Yo Yo Ma plays Ennio Morricone
Yo Yo Ma, cello
Roma Sinfoniette Orchestra
Ennio Morricone, conductor
In the fourth installment of "Exploring the CD Collection", I reported on my fairly intense dislike of Ennio Morricone's score to Mission to Mars, and my more general impression of Morricone that his music does very little for me and that he just kind of glops good ideas right alongside bad ideas, with questionable results. While I still hold that view of Mission to Mars, I have to admit that my opinion of Morricone isn't based on a very large sample size of the man's work.

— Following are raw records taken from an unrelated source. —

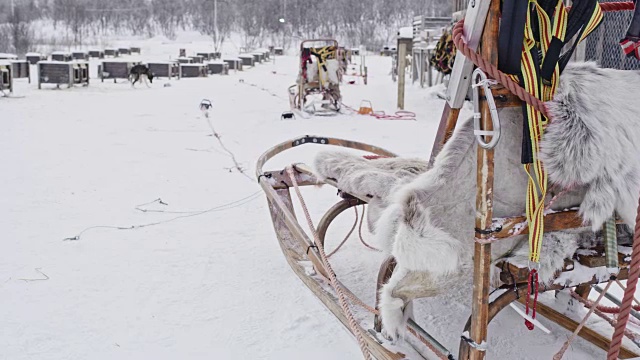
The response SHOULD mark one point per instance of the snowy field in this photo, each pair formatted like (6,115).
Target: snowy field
(206,278)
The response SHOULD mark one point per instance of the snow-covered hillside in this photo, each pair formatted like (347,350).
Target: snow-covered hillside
(203,276)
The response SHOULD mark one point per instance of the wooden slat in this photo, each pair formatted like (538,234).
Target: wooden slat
(291,245)
(585,333)
(484,200)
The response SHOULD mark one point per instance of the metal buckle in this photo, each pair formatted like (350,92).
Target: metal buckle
(478,74)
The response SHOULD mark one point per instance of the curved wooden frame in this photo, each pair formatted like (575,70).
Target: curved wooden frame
(299,249)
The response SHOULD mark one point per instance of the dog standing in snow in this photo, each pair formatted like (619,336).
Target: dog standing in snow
(140,71)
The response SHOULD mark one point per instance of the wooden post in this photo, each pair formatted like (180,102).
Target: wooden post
(402,58)
(484,201)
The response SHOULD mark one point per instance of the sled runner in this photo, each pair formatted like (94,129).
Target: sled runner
(568,238)
(317,88)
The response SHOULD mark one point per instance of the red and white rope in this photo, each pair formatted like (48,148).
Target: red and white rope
(355,328)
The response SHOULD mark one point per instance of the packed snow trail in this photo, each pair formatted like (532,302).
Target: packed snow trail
(209,286)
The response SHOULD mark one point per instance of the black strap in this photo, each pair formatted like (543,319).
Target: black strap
(526,156)
(511,35)
(579,15)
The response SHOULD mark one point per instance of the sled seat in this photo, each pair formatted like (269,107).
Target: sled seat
(586,260)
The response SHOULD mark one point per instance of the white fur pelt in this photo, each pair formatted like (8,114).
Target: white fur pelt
(376,178)
(594,140)
(428,225)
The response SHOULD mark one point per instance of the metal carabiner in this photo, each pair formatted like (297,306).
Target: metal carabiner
(495,133)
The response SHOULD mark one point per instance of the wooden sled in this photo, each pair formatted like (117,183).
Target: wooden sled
(298,247)
(314,93)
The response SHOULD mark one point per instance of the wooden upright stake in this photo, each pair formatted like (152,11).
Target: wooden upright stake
(484,202)
(402,58)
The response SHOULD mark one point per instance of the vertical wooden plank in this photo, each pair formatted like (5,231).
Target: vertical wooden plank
(402,57)
(484,200)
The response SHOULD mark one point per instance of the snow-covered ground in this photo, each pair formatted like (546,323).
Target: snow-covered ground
(201,281)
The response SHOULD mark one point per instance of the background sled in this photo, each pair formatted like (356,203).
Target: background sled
(317,89)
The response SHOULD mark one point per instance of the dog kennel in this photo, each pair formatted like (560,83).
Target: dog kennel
(96,54)
(193,70)
(6,78)
(34,58)
(168,69)
(111,52)
(116,69)
(247,60)
(218,67)
(20,69)
(234,64)
(57,72)
(61,56)
(80,55)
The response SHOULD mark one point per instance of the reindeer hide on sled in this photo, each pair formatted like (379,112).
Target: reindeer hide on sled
(424,218)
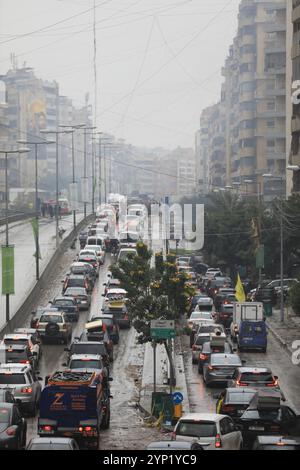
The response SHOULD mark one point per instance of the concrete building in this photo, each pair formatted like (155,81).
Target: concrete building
(249,123)
(295,122)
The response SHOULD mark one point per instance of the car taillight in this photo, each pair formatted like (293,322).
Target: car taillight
(11,431)
(218,443)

So after reading some glowing reviews of Yo Yo Ma's new CD of Morricone's music (here's a representative sample), I thought, hey, why not. So hey, why not.

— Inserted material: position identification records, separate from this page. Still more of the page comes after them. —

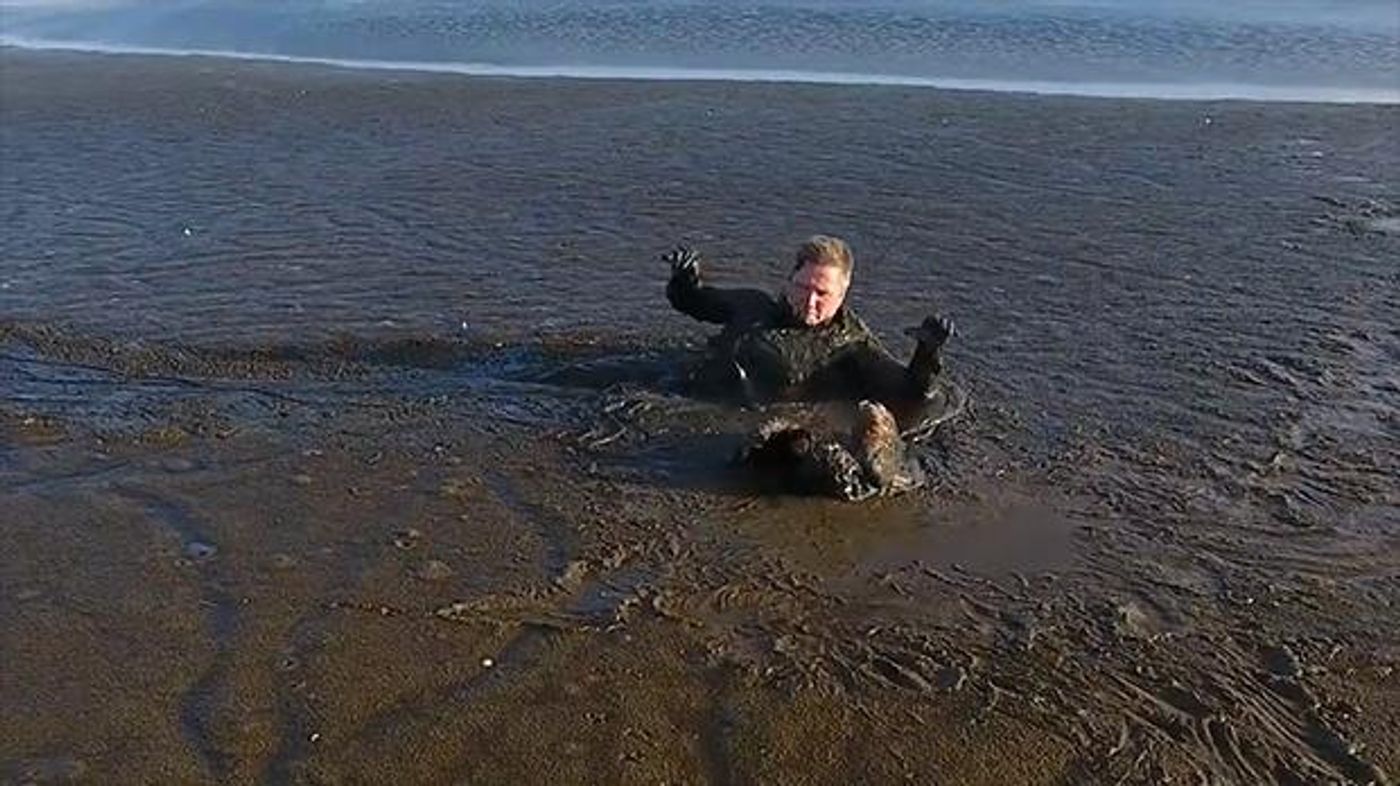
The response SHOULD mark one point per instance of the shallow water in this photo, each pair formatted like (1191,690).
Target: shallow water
(387,446)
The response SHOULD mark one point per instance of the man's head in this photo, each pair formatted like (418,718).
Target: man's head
(821,276)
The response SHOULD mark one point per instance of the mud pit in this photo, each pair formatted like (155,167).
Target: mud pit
(286,570)
(234,548)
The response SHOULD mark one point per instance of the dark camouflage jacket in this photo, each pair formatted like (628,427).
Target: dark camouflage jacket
(765,353)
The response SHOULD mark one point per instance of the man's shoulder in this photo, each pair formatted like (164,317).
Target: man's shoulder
(850,324)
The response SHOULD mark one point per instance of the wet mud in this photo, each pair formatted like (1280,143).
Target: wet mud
(1159,544)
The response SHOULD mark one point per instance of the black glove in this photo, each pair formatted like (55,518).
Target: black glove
(683,262)
(934,331)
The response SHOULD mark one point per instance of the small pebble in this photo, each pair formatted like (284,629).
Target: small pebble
(434,570)
(196,549)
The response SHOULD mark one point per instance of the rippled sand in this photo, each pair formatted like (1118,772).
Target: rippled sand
(272,513)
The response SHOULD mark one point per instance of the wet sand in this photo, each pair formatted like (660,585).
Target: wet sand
(269,514)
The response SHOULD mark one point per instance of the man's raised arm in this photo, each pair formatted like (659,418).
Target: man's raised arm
(709,304)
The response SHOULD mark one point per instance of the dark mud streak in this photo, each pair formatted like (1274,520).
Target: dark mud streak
(199,701)
(557,534)
(583,610)
(293,713)
(717,729)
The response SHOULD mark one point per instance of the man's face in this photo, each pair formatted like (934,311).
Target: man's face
(816,292)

I bought this disc at Borders yesterday (a good thing, that, since the version of the disc available at Borders, and at Borders alone, has two extra tracks, for reasons passing understanding), and I played it last night. The disc is gorgeous.

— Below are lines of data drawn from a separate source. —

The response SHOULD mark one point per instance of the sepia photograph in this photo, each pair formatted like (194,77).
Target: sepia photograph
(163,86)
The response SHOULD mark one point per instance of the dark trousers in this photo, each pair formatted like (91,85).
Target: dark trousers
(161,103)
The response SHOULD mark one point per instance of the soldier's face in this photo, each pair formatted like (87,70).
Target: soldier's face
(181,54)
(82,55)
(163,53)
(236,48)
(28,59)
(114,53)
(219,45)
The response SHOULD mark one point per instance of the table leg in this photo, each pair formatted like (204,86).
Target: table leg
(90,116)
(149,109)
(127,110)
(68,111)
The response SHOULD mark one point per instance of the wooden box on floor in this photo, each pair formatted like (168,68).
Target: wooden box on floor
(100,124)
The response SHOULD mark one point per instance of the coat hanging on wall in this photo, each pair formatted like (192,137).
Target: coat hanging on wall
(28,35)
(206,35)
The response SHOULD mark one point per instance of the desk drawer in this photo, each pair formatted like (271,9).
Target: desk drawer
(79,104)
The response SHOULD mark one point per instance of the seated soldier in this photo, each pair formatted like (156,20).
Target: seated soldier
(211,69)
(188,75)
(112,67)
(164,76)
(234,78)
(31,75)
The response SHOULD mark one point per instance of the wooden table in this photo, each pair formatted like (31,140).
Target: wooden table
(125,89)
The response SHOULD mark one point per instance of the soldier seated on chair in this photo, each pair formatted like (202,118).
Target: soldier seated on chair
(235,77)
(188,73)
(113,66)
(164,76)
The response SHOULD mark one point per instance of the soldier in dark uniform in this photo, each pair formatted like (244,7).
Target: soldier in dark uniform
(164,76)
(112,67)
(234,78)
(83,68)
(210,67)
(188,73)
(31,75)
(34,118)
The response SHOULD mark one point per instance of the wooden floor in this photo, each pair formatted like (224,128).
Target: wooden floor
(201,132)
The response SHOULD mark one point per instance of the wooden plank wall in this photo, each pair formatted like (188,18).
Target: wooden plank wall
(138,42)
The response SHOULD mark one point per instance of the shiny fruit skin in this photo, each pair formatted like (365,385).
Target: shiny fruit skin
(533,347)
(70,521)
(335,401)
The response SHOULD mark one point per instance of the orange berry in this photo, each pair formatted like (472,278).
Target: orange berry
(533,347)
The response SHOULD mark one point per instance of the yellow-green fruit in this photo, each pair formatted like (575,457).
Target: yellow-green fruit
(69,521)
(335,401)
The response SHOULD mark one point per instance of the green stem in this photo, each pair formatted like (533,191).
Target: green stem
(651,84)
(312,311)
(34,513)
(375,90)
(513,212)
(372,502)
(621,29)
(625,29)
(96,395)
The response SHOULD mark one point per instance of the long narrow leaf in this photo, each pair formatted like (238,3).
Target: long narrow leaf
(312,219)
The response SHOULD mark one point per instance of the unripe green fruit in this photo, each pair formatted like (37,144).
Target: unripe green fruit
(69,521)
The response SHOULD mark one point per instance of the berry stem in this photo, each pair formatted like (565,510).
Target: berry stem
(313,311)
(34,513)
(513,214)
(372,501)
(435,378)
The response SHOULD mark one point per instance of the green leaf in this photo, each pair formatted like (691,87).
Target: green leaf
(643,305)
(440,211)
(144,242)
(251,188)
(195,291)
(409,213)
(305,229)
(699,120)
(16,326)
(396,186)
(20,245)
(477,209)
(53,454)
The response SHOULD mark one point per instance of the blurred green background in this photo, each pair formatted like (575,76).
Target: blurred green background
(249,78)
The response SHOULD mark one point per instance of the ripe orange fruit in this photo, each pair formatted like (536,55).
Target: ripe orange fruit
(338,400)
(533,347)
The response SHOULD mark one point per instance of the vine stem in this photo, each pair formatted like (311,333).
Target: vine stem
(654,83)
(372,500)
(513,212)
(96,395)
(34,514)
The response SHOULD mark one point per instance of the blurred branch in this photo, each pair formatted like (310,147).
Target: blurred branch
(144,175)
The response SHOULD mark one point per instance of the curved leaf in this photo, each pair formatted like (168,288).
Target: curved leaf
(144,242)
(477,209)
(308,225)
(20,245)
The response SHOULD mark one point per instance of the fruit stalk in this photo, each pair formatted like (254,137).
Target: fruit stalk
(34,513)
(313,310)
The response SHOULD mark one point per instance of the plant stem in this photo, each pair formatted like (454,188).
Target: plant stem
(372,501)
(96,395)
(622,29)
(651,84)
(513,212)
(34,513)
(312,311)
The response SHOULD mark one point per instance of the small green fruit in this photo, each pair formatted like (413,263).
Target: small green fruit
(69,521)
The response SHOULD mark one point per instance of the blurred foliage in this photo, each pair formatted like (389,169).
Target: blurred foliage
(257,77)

Now, I'm not sure if my enthusiasm for this CD is reflective of some new openness toward Morricone or not; but I do note that the Morricone music I've heard and not liked in the past is not represented here, save for a single track from one of those "Spaghetti Westerns", a set of movies I've never liked and whose music I've never felt much fondness, a fact which carries over here -- that single track is, in my opinion, the weakest one on the CD. (It would work better without the thrumming bass line.) There are a couple of tracks from The Mission, a few from Cinema Paradiso and Once Upon a Time In America (a score which I've often heard described as Morricone's masterpiece). And there are tracks from some films I'm completely unfamiliar with (Moses and Marco Polo). I often hear about Morricone's gift for melody, which is on ample display on this disc. I suspect that my liking of this disc is to a large extent due to Yo Yo Ma's contribution. In recent years I've developed quite a love of the sound of a solo cello, and I've admired Ma's musical curiosity and willingness to break beyond the confines of standard repertoire for a long time. Truth is, if this wasn't a Yo Yo Ma disc, I likely would have bought something else. Like another Yo Yo Ma disc.
Film music compilations are very common these days, and have been for years. The good ones -- think of Charles Gerhardt's remarkable series of albums for RCA -- serve as wonderful starting points for a repertoire too often looked upon as "unserious" by lovers of "serious music", while the lesser ones -- which are far more frequent -- do little at all to challenge that same notion, or even lead their customers to deeper explorations of the world of film music. Yo Yo Ma Plays Ennio Morricone belongs to the former set. Morricone has reworked his music to add a solo cello, and he's done so very thoughtfully; the cello solo parts alternate between prominence and a more obligato kind of thing. This isn't just a collection of the same old Morricone tracks with a new solo cello part shoehorned into the music. The cello is an integral part of the musical texture.
As I said before, I don't know if I like this disc as much as I do because I'm finally hearing what I've been oft-told what Ennio Morricone is capable of, or because of my admiration for Yo Yo Ma, or a bit of both. I'm hoping for a bit of both.
(BTW, what's with the big "FBI anti-piracy" warning on the back cover and on the CD itself, complete with the FBI seal? Is this really necessary? Why not just emblazon every CD with a picture of John Ashcroft from now on?)